In exploring this point, we need to understand that creativity in not limited to being the content, such as new music sequences or film, within a digital tech channel. Creativity will apply to the channel itself as well. And channels are designed as much by ambient culture as by R&D effort in engineering labs. Consider the channel of television. The linear broadcast model of television is accessed less and less frequently especially by younger people; which is not about how up-to-date the technology is (answer is, very), but about the wider cultural attractions around on demand viewing.
Thinking further back, we can also consider the channel of pamphlets. In their day, printed pamphlets were a key driver in social and political change. They sat alongside newspapers, speeches at public meetings and rallies, and demonstrations. The technology to produce pamphlets has probably never been easier to use, yet as a type of channel its use today is almost zero.
One analysis of these changes in channels over time is to focus on convenience – it is more convenient to choose when to watch a TV programme; it is more convenient to email a pdf file than to print and then distribute a pamphlet. Which is true as far as it goes. Another analysis is to focus on the cost to a business, such as it being cheaper to send a digital movie file to a machine than to courrier reels of film to a person.
Sometimes these forces reinforce each other, sometimes they are in tension such as reducing business costs by passing some business tasks back to the customer.

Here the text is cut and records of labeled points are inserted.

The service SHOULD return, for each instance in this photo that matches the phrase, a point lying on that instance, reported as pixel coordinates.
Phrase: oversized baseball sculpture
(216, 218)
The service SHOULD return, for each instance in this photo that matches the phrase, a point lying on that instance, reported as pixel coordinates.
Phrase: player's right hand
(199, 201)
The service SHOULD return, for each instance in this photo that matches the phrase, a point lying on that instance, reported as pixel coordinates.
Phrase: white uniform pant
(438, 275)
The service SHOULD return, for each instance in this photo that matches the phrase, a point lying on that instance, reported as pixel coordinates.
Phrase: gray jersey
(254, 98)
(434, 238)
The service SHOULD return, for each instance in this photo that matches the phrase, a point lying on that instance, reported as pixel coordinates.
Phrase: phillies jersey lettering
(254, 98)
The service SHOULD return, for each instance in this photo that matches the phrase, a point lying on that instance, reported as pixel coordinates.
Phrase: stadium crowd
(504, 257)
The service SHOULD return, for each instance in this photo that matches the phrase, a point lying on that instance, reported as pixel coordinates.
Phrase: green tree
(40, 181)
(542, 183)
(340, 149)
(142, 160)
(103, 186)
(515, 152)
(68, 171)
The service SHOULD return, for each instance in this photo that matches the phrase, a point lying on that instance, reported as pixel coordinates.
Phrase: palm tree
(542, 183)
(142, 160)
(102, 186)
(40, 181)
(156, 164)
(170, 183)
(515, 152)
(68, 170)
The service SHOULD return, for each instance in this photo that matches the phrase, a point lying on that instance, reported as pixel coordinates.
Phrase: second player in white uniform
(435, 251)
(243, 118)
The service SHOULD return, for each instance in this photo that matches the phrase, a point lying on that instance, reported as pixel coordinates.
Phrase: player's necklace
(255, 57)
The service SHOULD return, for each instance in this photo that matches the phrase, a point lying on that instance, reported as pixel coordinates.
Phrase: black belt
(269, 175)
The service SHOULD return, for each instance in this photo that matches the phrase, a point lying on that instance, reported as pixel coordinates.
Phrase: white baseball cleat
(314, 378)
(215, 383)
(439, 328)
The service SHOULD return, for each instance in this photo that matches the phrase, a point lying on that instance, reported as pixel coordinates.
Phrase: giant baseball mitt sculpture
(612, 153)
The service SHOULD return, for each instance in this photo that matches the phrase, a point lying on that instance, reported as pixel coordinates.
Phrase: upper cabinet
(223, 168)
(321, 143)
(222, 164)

So as with print, steam and oil, there will be a lasting role for digital, but creativity beyond the near-future will come from today’s early-career researchers and their peers in the wider community. In this scenario, it is the creative culture (or not) of that wider community that will influence such development and growth, thus being a place specific factor.
Manchester was a creative city long before digital tech arrived, from the new politics of universal suffrage, international trade and anti-slavery in the 1800s, through the suffragettes and Rochdale co-ops, first trades union congress, the largest LGBT+ public demonstration in the UK in the 1980s, to a city which re-invented modern urban living entwined with popular youth culture. If any city was wanted as an exemplar of the Prof Richard Florida thesis that diversity, tolerance and progressive politics enables creativity which in turn enables growth, Manchester would be such a case study.
So, if any place is likely to make sense first of what peak digital entails then there are strong historic reasons to suggest that Manchester is a strong contender for that role, not least because the Manchester culture is comfortable with change and with looking forward.
Many would agree with the proposition that sustainable living is our unsolved challenge, and as climate change advances globally along with resource shortages and increasing pollution, the time remaining to create solutions is rapidly diminishing. Crucially, fundamental changes must take place within the lifespans of younger people now living to avoid catastrophic rather than incremental damage. Digital tech has a role to play here, for example when overcoming distances without the need to travel, but it requires a huge supply of mined and quarried rocks to be processed for their rare metals and then has a manufacturing footprint so it isn’t without its own detriment.
One possibility is that peak digital is just a point at which we start to use less all round, to walk with a lighter tread. Who knows? But as a possibility it feels better to me than waiting for the next new shiny thing to save us from our perenial desire for ever-more new shiny things.